What they have discovered is fascinating ingenuity resulting from millions of years of evolution. For example, abalone shell gets its strength by laying a bricklike pattern of calcium carbonate crystals that use an adhesive called chitin as a mortar. Aksay has worked to synthesize this structure for use as an impact-resistant tank armor.

The result is a material twice as tough as present-day armor. It is being tested at Lawrence Livermore Laboratory in Berkeley, Calif., and at Los Alamos, N.M.

Other animals are also being examined. Scientists have discovered rats can gnaw through cans, thanks to teeth made of crossed rods of a calcium compound embedded in stringy collagen and reinforced with particles of the mineral titania.

The shells of beetles, the spines of sea urchins, and the stringy strength of human scar tissue are other promising materials. Beetle shells, for example, are being examined as possible models of complex molecular construction for aircraft wings that could withstand the stresses of a proposed plane that could jet from New York to Tokyo in two hours.

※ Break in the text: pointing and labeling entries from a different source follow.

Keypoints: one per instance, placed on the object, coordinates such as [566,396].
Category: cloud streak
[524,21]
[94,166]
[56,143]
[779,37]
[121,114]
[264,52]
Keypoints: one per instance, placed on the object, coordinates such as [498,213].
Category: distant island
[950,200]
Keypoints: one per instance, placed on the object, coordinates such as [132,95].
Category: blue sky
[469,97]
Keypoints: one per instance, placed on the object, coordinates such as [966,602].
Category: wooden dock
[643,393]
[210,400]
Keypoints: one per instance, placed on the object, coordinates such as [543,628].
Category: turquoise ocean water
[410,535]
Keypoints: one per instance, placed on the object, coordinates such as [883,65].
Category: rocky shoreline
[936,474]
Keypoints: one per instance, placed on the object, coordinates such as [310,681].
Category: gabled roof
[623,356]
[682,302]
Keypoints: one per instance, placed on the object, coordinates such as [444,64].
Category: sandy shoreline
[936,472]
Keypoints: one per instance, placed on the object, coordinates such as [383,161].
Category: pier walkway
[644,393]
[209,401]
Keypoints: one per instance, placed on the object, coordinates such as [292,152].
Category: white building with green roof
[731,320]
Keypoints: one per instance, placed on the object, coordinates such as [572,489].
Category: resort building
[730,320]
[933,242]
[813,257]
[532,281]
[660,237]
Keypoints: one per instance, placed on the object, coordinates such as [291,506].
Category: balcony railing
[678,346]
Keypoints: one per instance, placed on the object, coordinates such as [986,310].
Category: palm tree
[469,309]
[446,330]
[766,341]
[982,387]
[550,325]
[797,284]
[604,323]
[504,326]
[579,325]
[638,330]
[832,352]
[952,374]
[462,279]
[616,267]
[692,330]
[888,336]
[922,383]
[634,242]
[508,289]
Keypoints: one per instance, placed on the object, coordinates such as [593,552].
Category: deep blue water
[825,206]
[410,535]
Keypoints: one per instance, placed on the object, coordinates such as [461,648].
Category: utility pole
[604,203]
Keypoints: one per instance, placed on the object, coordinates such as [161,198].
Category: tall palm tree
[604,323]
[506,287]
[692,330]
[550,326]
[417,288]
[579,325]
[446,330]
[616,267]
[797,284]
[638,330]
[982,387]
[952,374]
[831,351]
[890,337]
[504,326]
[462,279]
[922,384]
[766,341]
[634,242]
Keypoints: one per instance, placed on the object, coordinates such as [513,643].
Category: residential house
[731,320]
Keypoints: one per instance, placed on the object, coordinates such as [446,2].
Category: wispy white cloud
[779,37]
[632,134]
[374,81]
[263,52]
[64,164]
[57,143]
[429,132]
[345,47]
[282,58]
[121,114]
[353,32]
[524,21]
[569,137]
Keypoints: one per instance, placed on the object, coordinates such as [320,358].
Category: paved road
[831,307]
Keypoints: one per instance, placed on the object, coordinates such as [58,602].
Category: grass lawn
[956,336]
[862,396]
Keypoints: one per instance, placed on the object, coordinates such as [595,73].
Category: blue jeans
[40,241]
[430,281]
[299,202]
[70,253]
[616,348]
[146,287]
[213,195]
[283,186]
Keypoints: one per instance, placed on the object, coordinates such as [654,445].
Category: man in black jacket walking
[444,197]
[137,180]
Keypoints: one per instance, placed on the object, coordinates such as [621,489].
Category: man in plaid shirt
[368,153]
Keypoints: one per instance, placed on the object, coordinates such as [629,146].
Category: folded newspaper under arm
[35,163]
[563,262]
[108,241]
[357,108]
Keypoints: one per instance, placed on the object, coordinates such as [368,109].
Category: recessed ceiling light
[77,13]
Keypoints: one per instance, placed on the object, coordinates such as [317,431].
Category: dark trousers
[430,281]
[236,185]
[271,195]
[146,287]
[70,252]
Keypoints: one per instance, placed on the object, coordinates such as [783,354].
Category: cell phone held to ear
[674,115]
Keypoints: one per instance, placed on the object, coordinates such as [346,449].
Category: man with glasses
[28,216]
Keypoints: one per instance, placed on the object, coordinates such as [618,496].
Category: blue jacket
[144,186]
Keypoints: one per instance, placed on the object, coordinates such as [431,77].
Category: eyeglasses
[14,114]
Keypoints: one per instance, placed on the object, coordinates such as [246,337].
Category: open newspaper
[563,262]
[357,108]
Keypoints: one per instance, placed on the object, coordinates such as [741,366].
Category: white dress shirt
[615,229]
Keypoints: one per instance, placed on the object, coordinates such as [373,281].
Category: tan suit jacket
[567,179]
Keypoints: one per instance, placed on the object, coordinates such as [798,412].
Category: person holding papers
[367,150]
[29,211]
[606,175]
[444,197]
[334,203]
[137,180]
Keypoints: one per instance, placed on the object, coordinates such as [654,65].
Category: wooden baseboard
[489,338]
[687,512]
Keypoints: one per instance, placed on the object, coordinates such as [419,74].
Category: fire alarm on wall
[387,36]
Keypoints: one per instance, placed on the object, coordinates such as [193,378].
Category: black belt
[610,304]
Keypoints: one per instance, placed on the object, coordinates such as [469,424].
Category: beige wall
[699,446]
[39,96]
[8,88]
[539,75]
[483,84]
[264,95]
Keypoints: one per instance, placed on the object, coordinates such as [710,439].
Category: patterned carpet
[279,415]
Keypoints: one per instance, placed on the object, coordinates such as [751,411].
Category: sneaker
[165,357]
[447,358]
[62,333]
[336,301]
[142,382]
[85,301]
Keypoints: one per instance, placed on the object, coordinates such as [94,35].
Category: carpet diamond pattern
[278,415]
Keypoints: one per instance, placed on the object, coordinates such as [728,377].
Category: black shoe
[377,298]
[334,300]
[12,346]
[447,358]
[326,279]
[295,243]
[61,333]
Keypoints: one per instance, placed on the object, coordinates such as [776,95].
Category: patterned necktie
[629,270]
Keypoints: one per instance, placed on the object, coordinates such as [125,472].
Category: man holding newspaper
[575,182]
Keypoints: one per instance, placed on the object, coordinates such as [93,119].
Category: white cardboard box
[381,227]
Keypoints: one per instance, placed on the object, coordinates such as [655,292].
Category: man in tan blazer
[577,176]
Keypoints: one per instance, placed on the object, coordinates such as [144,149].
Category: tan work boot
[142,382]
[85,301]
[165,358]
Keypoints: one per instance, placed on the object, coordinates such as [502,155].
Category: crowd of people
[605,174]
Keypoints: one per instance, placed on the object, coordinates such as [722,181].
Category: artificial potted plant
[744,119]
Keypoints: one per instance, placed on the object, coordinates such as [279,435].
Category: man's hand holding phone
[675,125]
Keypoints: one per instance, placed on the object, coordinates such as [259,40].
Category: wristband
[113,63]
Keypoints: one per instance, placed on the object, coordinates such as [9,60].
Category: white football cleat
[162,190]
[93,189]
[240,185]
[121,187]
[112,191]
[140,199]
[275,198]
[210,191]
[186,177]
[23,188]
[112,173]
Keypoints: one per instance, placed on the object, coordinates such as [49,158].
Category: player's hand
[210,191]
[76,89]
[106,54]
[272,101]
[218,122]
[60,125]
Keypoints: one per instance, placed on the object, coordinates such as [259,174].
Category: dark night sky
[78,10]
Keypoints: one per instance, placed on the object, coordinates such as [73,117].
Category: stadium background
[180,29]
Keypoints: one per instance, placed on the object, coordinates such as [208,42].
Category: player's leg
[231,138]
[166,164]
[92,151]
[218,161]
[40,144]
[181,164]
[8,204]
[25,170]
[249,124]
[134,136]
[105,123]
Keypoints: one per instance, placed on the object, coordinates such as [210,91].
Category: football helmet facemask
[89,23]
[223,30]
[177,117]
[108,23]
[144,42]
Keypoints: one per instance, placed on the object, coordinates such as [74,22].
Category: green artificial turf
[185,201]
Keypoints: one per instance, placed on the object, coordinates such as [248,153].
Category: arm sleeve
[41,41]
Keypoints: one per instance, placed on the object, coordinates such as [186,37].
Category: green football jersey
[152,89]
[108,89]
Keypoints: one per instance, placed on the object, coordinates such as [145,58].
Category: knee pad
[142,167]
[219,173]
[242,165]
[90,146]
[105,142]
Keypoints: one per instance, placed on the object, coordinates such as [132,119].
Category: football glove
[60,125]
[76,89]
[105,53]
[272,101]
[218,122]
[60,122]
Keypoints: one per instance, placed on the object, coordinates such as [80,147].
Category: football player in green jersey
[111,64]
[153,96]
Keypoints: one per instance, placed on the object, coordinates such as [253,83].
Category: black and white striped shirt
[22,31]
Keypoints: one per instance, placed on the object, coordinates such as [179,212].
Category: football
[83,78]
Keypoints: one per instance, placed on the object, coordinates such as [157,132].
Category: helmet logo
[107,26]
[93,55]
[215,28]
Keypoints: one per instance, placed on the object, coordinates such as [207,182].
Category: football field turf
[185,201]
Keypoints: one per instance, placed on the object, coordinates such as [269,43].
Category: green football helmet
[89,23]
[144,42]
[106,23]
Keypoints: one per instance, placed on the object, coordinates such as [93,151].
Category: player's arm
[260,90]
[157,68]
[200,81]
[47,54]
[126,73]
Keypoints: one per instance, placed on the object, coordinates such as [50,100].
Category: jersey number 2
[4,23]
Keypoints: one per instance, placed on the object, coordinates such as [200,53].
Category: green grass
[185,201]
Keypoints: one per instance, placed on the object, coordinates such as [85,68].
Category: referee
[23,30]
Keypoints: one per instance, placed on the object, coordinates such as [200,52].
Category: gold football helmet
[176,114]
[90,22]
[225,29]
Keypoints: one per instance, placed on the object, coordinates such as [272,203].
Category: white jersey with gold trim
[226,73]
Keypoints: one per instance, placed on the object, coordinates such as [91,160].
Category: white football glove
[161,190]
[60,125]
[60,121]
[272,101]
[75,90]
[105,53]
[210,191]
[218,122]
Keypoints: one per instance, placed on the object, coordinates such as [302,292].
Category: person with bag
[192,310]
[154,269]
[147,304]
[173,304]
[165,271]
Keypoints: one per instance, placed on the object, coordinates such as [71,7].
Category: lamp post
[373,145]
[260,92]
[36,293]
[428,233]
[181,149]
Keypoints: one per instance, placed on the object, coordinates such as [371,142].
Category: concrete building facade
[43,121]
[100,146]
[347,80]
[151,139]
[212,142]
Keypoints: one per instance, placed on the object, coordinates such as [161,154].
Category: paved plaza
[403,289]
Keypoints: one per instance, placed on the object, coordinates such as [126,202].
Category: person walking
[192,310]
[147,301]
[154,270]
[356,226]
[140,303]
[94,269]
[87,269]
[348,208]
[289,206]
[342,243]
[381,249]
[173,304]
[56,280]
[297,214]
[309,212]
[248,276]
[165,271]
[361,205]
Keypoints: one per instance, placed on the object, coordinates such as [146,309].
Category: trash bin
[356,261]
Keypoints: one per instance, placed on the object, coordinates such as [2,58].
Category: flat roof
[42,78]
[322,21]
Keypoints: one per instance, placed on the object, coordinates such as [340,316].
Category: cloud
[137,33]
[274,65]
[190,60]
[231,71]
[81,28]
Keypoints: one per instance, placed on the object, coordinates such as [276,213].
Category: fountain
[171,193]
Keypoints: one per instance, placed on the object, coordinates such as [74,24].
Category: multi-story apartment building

Aksay said tank armor is just one application of his abalone research. "I do it for biomedical reasons," he said. "I play the game (with the military) because they are a source of funding."

If humans can mimic nature's skill with abalone, the result could be the repair or replacement of bone and teeth. "We may actually grow bone or teeth on site," he said.

Aksay is collaborating with Clement Furlong of the UW's division of medical genetics to explore abalone further.

Furlong plans to begin work in May to identify the proteins that make up abalone shell. Using genetic engineering, he then hopes to insert genetic instructions in bacteria cells telling them to make the protein, and then see if the proteins will combine spontaneously to artificially build the shell structure. He calls this "bio-duplication."

Furlong said there are a host of materials in nature, such as deer antler, that could have uses in both healing or everyday materials.

This in turn could lead to techniques to treat or repair diseases that break down connective tissues.

Aksay said ceramic wood techniques could also be applied to make paper magnetic, useful for copying machines.

Other uses for new ceramic technology include filters, capacitators and material for submarine hydrophones.

Aksay thinks ceramic wood is too good an idea, both durable and cheap, to drop. "The silica needed to do this is the most abundant substance on Earth," he said.